Alexandra Foradas (she/they) is an art historian and Curator at MASS MoCA, where she has organized exhibitions by Osman Khan, Jason Moran, EJ Hill, Lady Pink, Taryn Simon, Jenny Holzer, Janice Kerbel, and the group exhibitions Like Magic, Deep Water, Kissing through a Curtain, and Bibliothecaphilia. They currently teach at RISD.
Documentary poetics is a process of historical relearning that finds itself at the intersection of poetic storytelling and “fact-based” documentation, challenging the salience of the latter. In this lecture, Anaïs Duplan argues that land ownership and citizenship have directly shaped the landscape of what we now think of as contemporary documentary poetics. Anaïs will use the history of the city of Los Angeles in the context of the Watts Rebellion in the 1960s as the thread throughout his argument.

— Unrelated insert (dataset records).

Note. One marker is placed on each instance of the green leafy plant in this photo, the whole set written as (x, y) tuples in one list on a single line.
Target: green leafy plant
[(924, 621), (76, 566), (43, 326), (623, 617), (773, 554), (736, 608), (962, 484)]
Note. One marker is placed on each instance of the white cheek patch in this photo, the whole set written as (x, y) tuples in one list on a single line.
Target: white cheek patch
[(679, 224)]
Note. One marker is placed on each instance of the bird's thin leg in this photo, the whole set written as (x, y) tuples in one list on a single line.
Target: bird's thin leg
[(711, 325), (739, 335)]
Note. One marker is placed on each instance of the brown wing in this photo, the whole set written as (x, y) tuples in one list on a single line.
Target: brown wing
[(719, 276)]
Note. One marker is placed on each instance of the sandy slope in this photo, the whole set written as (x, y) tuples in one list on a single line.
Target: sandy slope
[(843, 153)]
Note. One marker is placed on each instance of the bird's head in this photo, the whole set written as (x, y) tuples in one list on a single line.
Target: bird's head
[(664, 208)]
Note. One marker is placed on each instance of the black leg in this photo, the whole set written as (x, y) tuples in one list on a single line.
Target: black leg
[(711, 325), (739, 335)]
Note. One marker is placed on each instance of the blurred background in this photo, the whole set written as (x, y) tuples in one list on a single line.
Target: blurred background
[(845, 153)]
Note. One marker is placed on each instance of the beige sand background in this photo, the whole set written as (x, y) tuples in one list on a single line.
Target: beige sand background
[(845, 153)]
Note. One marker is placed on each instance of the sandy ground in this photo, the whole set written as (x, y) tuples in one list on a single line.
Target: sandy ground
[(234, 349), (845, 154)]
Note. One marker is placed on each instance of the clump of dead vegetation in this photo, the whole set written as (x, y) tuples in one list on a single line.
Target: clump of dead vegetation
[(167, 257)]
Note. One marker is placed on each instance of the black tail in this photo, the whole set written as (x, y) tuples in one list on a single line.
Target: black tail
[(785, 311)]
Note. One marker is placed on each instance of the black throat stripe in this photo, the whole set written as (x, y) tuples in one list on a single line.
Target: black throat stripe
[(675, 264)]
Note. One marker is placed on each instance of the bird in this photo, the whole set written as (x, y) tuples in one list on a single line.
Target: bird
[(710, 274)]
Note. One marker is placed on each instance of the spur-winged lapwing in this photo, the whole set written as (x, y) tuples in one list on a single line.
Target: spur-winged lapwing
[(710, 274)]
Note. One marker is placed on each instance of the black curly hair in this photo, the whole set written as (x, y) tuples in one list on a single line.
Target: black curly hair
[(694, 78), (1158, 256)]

Anaïs Duplan (he/they) is a trans* poet, curator, and artist. He is the author of several books including I NEED MUSIC (Action Books, 2021) and Blackspace: On the Poetics of an Afrofuture (Black Ocean, 2020). He is a professor of postcolonial literature at Bennington College.
Caroline Fowler is Starr Director of the Research and Academic Program at the Clark Art Institute. Her most recent book, Slavery and the Invention of Dutch Art (Duke UP, 2025) considers how the transubstantiation of life into property transformed the Dutch visual economy.
Nikki Greene is Associate Professor of Art History at Wellesley College. Her book, Grime, Glitter, and Glass: The Body and The Sonic in Contemporary Black Art (Duke UP, October 2024) presents a new interpretation of the work of Renée Stout, and Radcliffe Bailey, and María Magdalena Campos-Pons, and considers the intersection between the body, black identity, and the sonic possibilities of the visual using key examples of painting, sculpture, photography, performance, and installation.
Susannah Cahalan is a #1 New York Times–bestselling author, journalist and public speaker. Her first book, Brain on Fire, has sold over a million copies and has been translated into more than twenty languages. Her second book, The Great Pretender, was shortlisted for the Royal Society’s 2020 Science Book Prize. She lives in New Jersey with her family.